В Музее городской скульптуры открылась ретроспектива главной немецкой концептуалистки Ханне Дарбовен. На выставке, устроенной петербургским Институтом им. Гете совместно с немецким Институтом связей с зарубежными странами (IFA), показаны аранжированные в виде инсталляций рисунки-дневники художницы 1980-х — начала 1990-х годов. Расшифровкой кодов ее нумерологического творчества занималась АННА ТОЛСТОВА.
Принципы своей мистической математики Ханне Дарбовен открыла в Нью-Йорке в конце 1960-х, где оказалась в компании таких же серийных художников-маньяков вроде Сола ЛеВитта, Карла Андре и Джозефа Кошута. С тех пор занята переводом своей личной — ни дня без строчки — и мировой истории, литературы (от "Одиссеи" до "Берлин, Александерплац" Альфреда Деблина) и философии на язык формул и сооружением из них инсталляций. То есть переводом времени в пространство. Конторка же — важнейшая для Дарбовен метафора. Во-первых, конторка бюрократа стала теперь орудием "художника-писаря", осуществляющего искусство как процесс. Во-вторых, конторка — это что-то вроде кафедры проповедника, а себя Дарбовен видит еще и в этом качестве. Доходит даже до политической агитации, как в знаменитом "Рубеже 80", тоже привезенном на выставку, когда в предчувствии третьей мировой войны художница включила в свой опус политические дебаты из "Шпигеля" и ноты ленноновского "Дайте миру шанс". Кстати, начиная с 1980-х нотные тексты, составленные по дарбовеновским серийным рецептам, складываются в напоминающую Филиппа Гласса минималистскую музыку, записями которой сопровождаются некоторые инсталляции. Так что идея в этом "искусстве идей" в конце концов лишается визуальной формы и обретает наиболее адекватную себе — звуковую. Тут следуют обязательные упоминания Пифагора с его музыкально-арифметической мистикой и Вагнера с его синтетическим Gesamtkunstwerk. И, конечно, напоминание, что Ханне Дарбовен — немецкая художница, а кому, как не философичным немцам, созерцать идею в ее абсолютной чистоте.

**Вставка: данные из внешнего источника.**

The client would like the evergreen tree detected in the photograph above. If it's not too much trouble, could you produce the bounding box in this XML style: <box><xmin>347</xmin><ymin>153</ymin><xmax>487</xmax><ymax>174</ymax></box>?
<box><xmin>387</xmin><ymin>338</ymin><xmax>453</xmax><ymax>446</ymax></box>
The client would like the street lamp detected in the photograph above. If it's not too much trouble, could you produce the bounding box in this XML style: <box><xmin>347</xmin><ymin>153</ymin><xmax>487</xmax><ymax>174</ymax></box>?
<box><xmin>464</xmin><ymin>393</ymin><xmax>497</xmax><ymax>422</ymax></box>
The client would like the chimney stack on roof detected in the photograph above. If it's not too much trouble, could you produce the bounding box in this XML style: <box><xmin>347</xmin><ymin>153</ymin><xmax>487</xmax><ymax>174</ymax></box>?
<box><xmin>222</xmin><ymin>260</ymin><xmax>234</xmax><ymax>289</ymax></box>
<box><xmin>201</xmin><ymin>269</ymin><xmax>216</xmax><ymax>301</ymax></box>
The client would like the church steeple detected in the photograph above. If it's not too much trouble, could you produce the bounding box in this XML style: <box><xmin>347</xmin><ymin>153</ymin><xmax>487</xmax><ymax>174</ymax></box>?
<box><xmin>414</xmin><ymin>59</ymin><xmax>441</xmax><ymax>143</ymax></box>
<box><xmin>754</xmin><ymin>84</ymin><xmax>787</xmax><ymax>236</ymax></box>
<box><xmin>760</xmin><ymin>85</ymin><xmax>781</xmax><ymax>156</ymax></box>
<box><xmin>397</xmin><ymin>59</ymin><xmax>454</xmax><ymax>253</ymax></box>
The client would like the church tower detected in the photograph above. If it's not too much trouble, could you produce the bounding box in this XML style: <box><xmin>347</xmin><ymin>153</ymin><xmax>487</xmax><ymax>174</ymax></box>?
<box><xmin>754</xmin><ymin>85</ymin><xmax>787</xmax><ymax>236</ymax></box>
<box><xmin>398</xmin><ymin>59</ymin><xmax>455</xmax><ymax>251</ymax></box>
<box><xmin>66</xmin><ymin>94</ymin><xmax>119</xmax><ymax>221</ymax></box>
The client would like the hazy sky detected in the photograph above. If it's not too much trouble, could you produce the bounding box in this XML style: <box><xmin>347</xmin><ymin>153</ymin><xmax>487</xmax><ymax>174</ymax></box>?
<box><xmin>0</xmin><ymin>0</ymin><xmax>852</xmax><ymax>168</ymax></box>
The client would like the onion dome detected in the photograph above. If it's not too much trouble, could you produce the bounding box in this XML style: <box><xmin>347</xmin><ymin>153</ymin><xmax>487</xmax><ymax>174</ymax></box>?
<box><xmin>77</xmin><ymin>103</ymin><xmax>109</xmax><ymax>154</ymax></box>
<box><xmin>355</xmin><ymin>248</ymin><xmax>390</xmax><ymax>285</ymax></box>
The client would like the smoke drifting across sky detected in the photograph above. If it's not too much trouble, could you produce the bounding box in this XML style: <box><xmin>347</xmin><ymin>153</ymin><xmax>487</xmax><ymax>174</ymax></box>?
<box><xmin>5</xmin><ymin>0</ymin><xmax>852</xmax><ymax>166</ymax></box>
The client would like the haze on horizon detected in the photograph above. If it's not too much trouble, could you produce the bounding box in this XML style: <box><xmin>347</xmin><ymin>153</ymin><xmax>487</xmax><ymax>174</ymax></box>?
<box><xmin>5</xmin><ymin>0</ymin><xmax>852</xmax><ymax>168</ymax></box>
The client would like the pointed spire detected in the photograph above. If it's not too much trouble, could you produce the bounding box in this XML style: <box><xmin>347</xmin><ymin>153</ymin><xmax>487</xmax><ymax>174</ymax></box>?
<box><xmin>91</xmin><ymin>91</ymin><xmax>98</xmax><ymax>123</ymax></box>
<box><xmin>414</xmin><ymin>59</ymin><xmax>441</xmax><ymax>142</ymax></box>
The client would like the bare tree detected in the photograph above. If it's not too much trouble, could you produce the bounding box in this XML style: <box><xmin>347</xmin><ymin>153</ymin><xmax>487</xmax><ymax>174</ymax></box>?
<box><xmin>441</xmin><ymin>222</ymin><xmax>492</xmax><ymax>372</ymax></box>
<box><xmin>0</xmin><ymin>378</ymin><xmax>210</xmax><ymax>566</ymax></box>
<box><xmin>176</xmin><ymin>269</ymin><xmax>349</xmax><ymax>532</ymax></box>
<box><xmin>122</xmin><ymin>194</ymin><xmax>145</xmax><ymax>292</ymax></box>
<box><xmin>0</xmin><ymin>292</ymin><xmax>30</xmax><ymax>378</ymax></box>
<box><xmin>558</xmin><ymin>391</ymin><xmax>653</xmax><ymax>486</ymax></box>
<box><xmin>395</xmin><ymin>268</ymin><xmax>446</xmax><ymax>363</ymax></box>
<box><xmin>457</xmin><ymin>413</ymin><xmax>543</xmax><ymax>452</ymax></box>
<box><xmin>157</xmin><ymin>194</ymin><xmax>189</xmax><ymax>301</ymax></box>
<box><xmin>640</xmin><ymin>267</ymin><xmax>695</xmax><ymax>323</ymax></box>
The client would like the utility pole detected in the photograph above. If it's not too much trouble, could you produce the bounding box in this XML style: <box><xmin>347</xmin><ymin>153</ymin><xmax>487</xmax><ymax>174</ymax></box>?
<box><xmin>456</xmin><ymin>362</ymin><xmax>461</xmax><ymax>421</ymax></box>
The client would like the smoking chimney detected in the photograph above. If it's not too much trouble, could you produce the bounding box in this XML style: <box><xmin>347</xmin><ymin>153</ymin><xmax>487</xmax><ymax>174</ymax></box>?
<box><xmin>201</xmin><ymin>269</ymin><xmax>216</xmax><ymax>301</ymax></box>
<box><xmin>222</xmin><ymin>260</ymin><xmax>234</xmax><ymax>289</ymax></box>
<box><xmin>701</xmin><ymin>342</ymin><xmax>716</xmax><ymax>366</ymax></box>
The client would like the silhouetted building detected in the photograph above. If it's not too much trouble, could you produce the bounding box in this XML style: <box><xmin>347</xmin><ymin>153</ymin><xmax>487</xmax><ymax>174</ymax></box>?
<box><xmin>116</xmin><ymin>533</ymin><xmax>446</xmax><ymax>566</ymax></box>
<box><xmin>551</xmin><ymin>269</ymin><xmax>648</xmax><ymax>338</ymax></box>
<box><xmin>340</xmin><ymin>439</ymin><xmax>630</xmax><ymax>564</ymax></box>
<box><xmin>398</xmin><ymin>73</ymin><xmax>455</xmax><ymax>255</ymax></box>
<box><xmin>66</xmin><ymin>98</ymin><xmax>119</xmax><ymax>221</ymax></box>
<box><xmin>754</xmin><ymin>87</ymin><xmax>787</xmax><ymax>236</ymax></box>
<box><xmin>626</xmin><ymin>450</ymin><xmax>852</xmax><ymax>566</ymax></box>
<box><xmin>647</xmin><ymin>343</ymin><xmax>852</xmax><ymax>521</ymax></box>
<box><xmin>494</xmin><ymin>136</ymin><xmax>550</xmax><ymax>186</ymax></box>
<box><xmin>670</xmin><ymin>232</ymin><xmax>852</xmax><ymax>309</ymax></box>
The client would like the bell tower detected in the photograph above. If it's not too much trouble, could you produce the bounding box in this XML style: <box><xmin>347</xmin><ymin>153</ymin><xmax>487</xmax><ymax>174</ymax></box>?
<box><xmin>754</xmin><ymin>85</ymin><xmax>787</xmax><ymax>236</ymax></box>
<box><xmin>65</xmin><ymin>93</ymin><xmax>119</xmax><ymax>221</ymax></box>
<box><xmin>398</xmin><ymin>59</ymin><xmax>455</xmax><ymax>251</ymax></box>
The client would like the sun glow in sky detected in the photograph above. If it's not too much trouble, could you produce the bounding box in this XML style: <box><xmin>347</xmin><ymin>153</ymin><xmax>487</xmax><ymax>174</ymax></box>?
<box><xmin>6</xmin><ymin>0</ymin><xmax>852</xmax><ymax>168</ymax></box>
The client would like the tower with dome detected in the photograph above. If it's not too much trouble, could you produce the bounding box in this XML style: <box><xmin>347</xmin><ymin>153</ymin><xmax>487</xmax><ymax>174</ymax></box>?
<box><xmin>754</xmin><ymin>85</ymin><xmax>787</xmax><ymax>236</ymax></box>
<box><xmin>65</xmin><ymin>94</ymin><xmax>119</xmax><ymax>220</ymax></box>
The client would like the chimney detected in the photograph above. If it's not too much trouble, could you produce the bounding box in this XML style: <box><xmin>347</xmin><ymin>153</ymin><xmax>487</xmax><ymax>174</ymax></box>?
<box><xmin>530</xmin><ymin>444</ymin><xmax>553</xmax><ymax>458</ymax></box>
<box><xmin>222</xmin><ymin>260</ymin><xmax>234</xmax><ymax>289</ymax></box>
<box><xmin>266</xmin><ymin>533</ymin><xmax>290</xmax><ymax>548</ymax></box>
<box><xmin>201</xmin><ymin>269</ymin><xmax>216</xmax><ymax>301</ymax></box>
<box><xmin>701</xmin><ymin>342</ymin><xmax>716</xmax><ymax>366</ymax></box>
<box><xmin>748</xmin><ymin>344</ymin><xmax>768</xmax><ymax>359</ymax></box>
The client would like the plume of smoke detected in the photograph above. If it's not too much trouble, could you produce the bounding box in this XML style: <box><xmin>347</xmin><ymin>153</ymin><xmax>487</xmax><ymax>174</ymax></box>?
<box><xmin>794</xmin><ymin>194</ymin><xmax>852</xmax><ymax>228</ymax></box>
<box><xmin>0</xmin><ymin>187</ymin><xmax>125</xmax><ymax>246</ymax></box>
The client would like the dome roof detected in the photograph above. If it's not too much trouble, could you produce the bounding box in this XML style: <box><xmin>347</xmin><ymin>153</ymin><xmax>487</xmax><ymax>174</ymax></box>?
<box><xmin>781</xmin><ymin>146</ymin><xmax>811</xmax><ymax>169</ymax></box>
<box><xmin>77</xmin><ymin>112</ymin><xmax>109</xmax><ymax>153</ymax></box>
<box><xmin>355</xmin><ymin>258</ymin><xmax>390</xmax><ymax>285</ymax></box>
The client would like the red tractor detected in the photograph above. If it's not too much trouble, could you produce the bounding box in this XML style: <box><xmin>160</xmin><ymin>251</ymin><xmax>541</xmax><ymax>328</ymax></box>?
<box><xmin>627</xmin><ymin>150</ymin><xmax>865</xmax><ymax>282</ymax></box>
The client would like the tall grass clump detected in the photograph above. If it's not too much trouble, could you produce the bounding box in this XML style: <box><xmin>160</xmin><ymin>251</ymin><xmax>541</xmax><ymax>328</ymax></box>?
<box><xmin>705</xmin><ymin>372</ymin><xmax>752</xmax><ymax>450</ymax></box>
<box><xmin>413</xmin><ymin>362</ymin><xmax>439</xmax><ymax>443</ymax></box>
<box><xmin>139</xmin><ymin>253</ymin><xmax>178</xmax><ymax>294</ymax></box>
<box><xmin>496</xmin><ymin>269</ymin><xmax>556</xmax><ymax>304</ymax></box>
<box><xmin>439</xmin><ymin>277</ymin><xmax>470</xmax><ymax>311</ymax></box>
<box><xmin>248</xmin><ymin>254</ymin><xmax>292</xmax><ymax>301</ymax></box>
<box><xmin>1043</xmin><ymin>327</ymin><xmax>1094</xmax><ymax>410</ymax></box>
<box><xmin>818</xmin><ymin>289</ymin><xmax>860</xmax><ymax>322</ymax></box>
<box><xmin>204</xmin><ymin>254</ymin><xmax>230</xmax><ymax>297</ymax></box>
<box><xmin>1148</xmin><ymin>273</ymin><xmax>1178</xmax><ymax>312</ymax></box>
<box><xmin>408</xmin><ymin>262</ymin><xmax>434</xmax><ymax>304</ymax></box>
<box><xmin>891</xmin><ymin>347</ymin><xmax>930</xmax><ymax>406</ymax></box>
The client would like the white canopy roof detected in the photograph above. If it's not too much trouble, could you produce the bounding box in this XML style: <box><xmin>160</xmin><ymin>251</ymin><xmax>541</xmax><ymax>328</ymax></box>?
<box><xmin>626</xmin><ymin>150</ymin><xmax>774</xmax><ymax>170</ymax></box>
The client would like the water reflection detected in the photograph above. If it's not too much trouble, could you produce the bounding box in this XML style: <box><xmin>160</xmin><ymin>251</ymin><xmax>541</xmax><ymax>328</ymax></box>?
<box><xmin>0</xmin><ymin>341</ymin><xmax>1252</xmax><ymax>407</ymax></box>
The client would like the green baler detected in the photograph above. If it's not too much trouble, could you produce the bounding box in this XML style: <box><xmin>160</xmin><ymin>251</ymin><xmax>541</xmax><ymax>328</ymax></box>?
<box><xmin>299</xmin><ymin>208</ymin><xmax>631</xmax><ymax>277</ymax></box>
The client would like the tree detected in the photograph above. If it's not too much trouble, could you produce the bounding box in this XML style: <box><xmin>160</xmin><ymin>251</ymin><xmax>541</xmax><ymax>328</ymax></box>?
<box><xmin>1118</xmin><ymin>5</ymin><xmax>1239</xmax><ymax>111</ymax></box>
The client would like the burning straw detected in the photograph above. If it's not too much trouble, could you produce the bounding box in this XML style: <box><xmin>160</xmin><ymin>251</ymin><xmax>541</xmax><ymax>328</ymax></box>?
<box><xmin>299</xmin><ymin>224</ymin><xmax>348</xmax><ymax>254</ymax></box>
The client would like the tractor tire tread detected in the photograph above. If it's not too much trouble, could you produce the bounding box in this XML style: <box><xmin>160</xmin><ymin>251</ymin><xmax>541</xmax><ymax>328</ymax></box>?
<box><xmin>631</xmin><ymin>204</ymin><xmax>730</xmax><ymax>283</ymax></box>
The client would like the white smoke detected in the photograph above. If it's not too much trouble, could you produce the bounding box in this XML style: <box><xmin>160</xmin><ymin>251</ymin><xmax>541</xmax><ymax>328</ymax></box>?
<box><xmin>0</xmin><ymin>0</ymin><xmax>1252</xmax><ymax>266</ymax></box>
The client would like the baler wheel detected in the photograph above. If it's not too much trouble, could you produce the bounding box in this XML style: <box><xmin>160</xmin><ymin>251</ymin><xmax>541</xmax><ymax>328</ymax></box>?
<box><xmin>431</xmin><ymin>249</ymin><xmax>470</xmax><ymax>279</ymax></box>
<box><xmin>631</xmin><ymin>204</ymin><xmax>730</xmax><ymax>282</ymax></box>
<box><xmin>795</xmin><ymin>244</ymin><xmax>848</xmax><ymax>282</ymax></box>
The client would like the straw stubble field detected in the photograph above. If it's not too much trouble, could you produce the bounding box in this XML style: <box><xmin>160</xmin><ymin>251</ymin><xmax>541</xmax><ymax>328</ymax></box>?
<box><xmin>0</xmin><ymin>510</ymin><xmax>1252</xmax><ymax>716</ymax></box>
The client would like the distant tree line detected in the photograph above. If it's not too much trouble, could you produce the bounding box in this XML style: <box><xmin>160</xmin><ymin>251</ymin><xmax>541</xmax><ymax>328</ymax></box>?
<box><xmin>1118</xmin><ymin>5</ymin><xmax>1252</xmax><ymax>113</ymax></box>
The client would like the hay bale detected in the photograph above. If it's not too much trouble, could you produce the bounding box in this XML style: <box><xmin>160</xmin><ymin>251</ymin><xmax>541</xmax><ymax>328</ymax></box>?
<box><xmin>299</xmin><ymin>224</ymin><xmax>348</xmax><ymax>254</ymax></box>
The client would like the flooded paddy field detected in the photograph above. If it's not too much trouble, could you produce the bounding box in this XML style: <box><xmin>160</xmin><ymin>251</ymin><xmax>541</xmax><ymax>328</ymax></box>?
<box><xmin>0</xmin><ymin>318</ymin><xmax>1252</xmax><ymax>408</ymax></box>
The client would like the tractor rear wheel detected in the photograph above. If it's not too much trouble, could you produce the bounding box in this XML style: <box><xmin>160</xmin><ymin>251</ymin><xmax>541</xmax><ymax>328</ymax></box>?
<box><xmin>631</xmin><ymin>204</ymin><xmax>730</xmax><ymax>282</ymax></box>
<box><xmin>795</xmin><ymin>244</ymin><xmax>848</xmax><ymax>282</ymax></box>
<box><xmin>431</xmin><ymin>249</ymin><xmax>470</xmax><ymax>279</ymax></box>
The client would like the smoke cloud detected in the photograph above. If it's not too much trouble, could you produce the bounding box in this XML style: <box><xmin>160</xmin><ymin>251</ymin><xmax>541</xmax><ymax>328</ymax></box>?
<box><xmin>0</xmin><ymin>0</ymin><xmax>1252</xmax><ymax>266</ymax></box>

Словом, Ханне Дарбовен предстает образцовым художником-концептуалистом, самой лучшей, нью-йоркской классического периода конца 1960-х выделки. И чтобы все это объяснить, выставку сопровождает цикл лекций, экскурсий, круглых столов для публики, то есть огромное количество слов, которое и должно по определению сопутствовать произведению концептуального искусства. Только дело здесь не столько в соблюдении концептуалистских ритуалов, — просто кураторы, как кажется, сомневаются в способности местного зрителя эту образцовость оценить. Поэтому и будут рассказывать об отличиях концептуализма московского от концептуализма вообще: почему в Нью-Йорке было "искусство после философии", а в Москве — "после идеологии", почему у них тяготели к минималистской абстракции, а у нас — к избыточности слов и изображений, почему, наконец, здесь концептуализм был "романтический" и теплый, а там — "лингвистический" и холодный. Тоже, в сущности, займутся переводом — делом в этом случае почти таким же бесперспективным, как объяснять картины мертвому зайцу. И причина, конечно, вовсе не в концептуалистской зацикленности на языке, но в непереводимости социального и психологического, когда голодный сытого не разумеет. Когда коммунальные страхи нашего концептуалиста куда ближе экзистенциального ужаса художника западного, индивидуальные фобии которого скуплены лучшими галереями и проинтерпретированы целым полком критиков. Так что трудно поверить, что ему, совершенно благополучному, нужно было сделать выбор гораздо более трудный, чем выбор между тем, быть ли подпольщиком, или быть художником официальным. Выбор просто быть художником, когда все художественное умерло, молиться не на что и неоткуда ждать откровения, а только и остается, что ежедневно отсылать в пустой космос шифровки о еще одной прожитой единице времени.